Twitter still has a major problem with employee diversity - someear
http://www.theverge.com/2015/12/30/10688126/twitter-diversity-jeffrey-siminoff
======
jbob2000
Why is Twitter always catching flak for this? What makes them different than
literally any other company? They provide a software messaging service, among
a sea of other software messaging services. They're a blip on Humanity's
timeline.

It just feels really contrived to count all the black people at Twitter and
then start complaining about it. Why does it matter?

------
shalmanese
"However, the company remains overwhelmingly comprised of white men — 69
percent of employees are male and 54 percent are white."

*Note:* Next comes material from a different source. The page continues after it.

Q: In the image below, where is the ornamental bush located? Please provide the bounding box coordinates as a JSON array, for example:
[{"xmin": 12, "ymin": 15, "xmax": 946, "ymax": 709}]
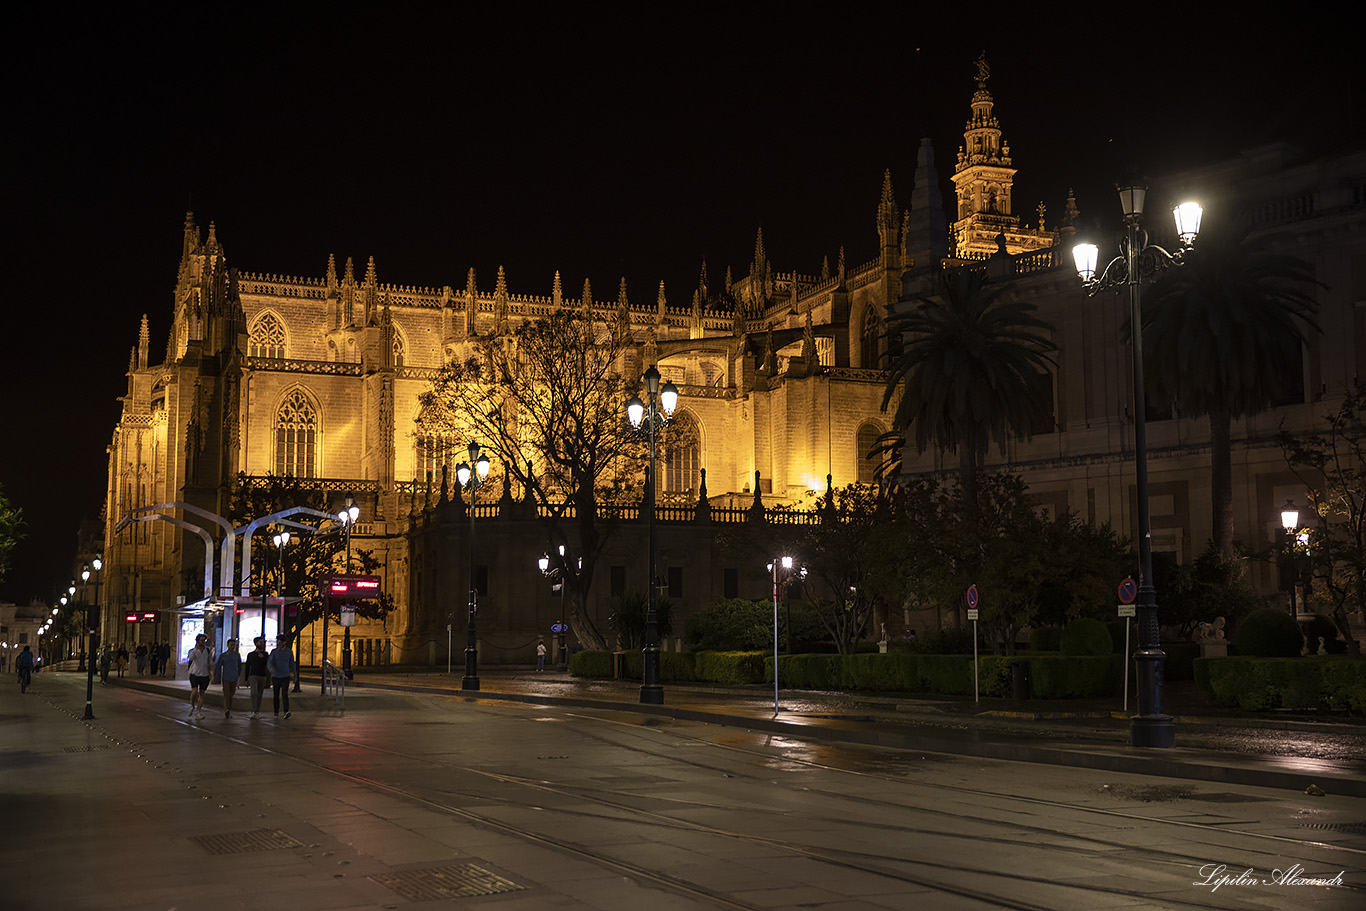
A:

63% of America is white so if Apple is hiring 54% white, then that makes it
more diverse than America, not less.

Of course, the reason this is the case has nothing to do with diversity
efforts and entirely due to Apple retail stores comprising the bulk of Apple's
workforce which draws from lower income demographics who are less white than
the average American. Plus, the disproportionate representation of Asians in
tech.

------
douglance
White dudes like computers more than other groups. Don't chastise the
companies. Teach other groups a love for computers.

------
serge2k
> could have made a bold statement by hiring a woman or racial minority for
> what is ultimately a symbolic role

not sure why it would have been bold, considering the author seems to have
expected them to do it. Shouldn't the preference be to hire someone who can
make the role more than symbolic?

------
Eleopteryx
If we're really aspiring to a post-racial society, shouldn't having a white
male VP of diversity be OK? Progressive, even. What is the author trying to
say, that white men can't fill that role as well as a black female?